Mrs. Candour had wept and her tears had blotted her make-up. She had dried them and in doing so had blotted her make-up again. Her face was an unlovely mess of mascara, powder and rouge. It hung in flabby pockets from the bone of her skull. She looked bewildered, frightened and vindictive. Her hands were tremulous. She was a large woman born to be embarrassingly ineffectual. In answer to Alleyn’s suggestion that she should sit on one of the chairs, she twitched her loose lips, whispered something, and walked towards them with that precarious gait induced by excessive flesh mounted on French heels. She moved in a thick aura of essence of violet. Alleyn waited until she was seated before he gave her the customary information that she was under no obligation to answer any questions. He paused, but she made no comment. She simply stared in front of her with lacklustre eyes.
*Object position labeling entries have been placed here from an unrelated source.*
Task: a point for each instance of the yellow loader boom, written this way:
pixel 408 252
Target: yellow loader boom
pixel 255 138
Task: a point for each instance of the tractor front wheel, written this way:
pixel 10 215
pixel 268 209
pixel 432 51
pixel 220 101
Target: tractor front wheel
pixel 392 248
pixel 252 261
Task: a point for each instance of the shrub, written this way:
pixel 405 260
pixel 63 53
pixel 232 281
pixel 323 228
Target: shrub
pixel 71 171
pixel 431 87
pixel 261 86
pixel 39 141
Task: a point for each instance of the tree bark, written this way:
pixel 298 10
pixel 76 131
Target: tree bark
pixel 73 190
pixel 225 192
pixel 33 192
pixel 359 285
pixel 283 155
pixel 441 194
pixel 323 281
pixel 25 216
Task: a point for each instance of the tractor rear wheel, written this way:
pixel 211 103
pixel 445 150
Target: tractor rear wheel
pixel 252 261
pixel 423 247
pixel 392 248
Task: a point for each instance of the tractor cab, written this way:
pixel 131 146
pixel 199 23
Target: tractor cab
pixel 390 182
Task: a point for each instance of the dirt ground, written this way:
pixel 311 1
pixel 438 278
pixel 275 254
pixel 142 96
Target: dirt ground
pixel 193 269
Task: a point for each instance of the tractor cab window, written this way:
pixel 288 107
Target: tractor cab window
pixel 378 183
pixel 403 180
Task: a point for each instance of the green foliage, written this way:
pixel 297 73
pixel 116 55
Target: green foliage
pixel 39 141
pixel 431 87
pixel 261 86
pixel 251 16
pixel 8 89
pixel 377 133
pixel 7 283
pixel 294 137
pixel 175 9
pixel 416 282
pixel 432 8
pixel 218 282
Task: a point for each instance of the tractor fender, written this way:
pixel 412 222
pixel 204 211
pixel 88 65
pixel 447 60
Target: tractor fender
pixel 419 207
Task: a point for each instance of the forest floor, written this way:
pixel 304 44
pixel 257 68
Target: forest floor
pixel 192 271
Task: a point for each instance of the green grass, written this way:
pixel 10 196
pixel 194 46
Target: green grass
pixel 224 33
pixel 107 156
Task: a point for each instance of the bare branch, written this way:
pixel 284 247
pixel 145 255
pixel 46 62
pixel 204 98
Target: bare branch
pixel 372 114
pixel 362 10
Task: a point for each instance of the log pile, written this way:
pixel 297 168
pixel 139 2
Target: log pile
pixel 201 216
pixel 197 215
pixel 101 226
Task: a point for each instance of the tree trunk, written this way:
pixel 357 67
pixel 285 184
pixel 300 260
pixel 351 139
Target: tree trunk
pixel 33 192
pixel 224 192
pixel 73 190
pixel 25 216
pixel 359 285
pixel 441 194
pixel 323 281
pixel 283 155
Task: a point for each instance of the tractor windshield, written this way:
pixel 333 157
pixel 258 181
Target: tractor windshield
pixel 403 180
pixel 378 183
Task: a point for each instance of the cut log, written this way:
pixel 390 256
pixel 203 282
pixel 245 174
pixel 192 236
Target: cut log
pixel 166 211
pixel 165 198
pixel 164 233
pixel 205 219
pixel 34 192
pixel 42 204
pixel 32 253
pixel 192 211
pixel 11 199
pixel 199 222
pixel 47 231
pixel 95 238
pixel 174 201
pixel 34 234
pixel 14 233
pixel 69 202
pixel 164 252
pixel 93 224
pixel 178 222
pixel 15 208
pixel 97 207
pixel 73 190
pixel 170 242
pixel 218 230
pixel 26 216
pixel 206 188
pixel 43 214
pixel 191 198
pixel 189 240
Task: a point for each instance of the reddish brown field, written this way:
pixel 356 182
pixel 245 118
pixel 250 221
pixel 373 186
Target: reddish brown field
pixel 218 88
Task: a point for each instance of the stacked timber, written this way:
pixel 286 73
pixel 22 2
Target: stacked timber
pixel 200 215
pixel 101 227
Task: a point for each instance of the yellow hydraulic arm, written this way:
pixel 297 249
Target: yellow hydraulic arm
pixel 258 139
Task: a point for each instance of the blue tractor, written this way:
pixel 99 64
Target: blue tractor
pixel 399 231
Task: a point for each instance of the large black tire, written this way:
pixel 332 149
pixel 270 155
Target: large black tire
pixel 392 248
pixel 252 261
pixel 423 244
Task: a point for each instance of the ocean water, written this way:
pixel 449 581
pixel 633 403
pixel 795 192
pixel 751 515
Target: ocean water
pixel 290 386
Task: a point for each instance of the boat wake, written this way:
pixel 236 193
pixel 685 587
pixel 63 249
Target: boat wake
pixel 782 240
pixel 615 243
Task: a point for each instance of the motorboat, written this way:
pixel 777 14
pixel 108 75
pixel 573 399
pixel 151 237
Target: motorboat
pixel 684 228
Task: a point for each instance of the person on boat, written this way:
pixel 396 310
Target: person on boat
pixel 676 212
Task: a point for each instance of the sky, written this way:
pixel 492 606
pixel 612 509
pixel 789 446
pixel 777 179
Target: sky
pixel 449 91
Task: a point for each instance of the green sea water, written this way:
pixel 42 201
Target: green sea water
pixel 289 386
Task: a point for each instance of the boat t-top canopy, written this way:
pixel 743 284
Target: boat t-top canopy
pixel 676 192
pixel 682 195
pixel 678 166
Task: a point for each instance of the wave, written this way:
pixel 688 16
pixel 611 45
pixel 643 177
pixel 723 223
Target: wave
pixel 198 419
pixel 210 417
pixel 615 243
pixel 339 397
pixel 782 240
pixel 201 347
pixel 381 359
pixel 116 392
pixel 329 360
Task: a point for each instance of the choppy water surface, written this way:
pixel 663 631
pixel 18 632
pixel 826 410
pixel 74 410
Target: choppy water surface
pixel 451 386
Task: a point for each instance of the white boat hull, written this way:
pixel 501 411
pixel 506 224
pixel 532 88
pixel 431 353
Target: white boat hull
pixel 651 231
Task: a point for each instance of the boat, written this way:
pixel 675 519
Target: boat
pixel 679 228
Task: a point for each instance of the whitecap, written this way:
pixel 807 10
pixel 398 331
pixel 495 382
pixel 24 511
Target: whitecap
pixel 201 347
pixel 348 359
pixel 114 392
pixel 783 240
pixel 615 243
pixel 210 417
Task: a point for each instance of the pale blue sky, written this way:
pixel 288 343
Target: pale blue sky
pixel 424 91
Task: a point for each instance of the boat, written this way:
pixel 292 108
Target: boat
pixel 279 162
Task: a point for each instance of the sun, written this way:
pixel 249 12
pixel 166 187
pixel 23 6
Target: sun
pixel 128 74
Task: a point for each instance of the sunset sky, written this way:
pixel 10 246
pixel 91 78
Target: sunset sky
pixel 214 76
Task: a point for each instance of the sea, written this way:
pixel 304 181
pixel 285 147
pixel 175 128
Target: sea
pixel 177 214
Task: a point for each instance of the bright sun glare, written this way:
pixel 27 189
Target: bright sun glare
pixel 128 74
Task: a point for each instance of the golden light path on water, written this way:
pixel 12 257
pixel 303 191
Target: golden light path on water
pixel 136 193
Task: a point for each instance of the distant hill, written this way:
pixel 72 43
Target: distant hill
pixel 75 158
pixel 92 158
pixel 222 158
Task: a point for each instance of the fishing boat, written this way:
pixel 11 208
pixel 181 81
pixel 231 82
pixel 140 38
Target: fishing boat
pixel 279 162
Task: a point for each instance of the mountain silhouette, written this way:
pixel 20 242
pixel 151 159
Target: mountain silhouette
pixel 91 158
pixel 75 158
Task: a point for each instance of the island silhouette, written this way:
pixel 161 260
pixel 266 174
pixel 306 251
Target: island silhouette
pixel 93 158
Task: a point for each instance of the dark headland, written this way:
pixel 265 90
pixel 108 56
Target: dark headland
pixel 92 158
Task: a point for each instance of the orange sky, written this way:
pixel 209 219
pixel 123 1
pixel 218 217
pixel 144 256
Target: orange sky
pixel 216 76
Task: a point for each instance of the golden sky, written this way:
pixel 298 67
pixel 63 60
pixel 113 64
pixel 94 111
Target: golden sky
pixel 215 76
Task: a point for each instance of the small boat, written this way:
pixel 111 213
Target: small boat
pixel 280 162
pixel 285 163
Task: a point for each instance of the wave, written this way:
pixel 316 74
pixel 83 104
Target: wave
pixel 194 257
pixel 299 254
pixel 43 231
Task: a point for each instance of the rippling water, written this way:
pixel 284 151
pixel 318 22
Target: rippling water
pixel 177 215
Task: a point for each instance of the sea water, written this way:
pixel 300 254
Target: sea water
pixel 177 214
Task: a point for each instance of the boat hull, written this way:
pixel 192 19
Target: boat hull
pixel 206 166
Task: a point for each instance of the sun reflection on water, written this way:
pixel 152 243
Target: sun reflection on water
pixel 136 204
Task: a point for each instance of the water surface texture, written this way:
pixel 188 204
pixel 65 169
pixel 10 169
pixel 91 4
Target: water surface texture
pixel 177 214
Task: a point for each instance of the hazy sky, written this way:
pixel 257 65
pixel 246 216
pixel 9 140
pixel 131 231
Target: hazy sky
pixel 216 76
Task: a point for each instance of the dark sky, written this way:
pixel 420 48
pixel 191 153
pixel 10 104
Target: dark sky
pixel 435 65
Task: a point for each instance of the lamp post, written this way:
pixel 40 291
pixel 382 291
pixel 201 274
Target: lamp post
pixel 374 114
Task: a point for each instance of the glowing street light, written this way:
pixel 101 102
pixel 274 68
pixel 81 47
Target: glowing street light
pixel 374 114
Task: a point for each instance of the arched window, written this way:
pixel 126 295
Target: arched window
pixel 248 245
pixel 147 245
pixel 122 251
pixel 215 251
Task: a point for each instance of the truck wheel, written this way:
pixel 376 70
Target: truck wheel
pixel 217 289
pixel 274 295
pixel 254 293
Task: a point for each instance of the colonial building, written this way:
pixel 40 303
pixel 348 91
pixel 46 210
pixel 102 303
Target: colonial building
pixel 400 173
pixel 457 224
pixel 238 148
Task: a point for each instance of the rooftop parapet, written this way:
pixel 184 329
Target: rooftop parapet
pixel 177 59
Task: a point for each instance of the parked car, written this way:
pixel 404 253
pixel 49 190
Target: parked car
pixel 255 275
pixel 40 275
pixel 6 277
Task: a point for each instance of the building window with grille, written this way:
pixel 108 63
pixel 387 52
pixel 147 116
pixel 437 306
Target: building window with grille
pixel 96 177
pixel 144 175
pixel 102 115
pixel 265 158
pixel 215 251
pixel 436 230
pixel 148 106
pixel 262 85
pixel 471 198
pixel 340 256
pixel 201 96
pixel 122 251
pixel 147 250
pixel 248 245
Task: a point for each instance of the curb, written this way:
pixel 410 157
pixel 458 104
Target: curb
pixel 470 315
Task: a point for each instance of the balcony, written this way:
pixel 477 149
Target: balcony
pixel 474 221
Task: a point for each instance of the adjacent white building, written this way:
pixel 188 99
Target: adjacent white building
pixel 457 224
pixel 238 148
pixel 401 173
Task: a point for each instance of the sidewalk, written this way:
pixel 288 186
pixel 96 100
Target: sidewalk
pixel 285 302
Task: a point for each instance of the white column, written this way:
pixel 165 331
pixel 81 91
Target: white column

“I take it,” said Alleyn, “that you have no objection. Was Miss Cara Quayne a personal friend of yours?”

“Not a great friend.”

“An acquaintance?”

“Yes. We — we only met here.” Her voice was thin and faintly common. “At least, well, I did go to see her once or twice.”

“Have you got any ideas on the subject of this business?”

“Oh my God!” moaned Mrs. Candour. “I believe it was a judgment.”

“A judgment?”

Mrs. Candour drew a lace handkerchief from her bosom.

“What had Miss Quayne done,” asked Alleyn, “to merit so terrible a punishment?”

“She coveted the vow of Odin.”

“I’m afraid I do not know what that implies.”

“That is how I feel about it,” said Mrs. Candour, exactly as if she had just finished a lucid and explicit statement. “Father Garnette is above all that sort of thing. He is not of this world. He had told us so, often and often. But Cara was a very passionate sort of woman.” She dropped her voice and added with an air of illicit relish: “Cara was dreadfully over-sexed. Pardon me.”

“Oh,” said Alleyn.

“Yes. Of course I know that ecstatic union is blessed, but ecstatic union is one thing and—” Here Mrs. Candour stopped short and looked frightened.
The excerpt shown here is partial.